Dormagens Endres-Brunnen wird offiziell zum Heimatblickpunkt ernannt
Lotta AlbrechtDormagens Endres-Brunnen wird offiziell zum Heimatblickpunkt ernannt
Der Stadtrat von Dormagen hat den Endres-Brunnen offiziell als Heimatblickpunkt – eine Heimatlandmarke – anerkannt. Der Beschluss, der am 17. März gefasst wurde, ehrt den verstorbenen Werner Endres, der den Brunnen entwarf und sein Leben lang der Stadt verbunden blieb. Seine Witwe, Elisabeth Endres-Michel, äußerte kürzlich ihre Dankbarkeit für diese Würdigung.
Werner Endres trat 1965 bei der Bayer AG in Dormagen ein und war später über 40 Jahre lang Stadtrat. Im Jahr 2004 verlieh ihm die Stadt für sein langjähriges Engagement den Ehrenring. 2022 verstarb er und hinterließ mit dem Endres-Brunnen ein bleibendes Vermächtnis.

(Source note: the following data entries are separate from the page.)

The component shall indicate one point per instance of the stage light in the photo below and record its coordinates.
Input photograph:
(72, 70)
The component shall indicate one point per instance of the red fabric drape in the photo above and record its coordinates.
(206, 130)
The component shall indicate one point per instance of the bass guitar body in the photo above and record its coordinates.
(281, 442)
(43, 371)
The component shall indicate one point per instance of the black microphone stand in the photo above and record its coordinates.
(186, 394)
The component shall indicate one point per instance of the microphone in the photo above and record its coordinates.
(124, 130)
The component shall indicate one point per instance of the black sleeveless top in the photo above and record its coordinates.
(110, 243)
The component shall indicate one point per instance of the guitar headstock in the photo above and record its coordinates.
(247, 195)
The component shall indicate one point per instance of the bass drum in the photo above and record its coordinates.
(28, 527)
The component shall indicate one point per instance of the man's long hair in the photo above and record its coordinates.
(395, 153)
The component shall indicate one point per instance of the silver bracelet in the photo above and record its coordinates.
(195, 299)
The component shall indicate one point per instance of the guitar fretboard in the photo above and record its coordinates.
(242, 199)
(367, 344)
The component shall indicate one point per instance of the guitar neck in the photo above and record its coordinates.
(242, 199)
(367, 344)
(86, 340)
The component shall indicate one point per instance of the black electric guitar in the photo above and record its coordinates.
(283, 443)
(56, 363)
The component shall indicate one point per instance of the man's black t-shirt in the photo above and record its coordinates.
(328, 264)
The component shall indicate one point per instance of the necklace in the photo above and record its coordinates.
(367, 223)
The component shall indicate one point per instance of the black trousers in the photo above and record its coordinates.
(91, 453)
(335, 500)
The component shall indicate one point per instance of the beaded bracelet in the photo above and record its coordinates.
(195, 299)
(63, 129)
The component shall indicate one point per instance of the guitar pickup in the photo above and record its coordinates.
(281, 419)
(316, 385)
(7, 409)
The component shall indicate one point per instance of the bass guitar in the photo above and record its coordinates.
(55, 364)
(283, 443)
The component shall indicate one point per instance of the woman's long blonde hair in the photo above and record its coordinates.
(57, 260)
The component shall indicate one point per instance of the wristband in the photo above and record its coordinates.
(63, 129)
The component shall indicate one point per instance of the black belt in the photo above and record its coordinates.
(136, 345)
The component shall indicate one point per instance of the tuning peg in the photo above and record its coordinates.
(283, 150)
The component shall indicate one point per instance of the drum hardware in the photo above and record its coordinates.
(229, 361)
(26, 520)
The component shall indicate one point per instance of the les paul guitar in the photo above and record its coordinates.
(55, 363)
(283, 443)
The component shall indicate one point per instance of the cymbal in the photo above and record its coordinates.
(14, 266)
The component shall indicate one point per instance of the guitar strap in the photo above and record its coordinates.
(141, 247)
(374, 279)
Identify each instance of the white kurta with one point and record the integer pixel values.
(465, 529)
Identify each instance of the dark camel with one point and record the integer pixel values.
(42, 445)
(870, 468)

Der Brunnen wurde 2007 errichtet und ist seitdem – abgesehen von regelmäßiger Wartung – weitgehend unverändert geblieben. Sein Design steht für die Einheit Dormagens: Der Sockel spiegelt die Stadtgrenzen wider, während 16 Basaltsäulen die einzelnen Stadtteile symbolisieren. Eine eingemeißelte Linie durch die Konstruktion verfolgt den Verlauf des Rheins und veranschaulicht, wie der Fluss die Viertel verbindet.
Bei der feierlichen Anerkennung betonte Bürgermeister Erik Lierenfeld die enge Verbundenheit Endres' mit Dormagen. Er bezeichnete den Brunnen als ein dauerhaftes Zeugnis für dessen Vision und sein Engagement für die Gemeinschaft.
Die Auszeichnung als Heimatblickpunkt festigt den Endres-Brunnen als kulturelles Wahrzeichen. Sein symbolträchtiges Design verkörpert weiterhin die Stadtteile Dormagens und ihre Verbindung durch den Rhein. Die Ehre bewahrt zudem das Andenken an Werner Endres als prägende Persönlichkeit der Stadtgeschichte.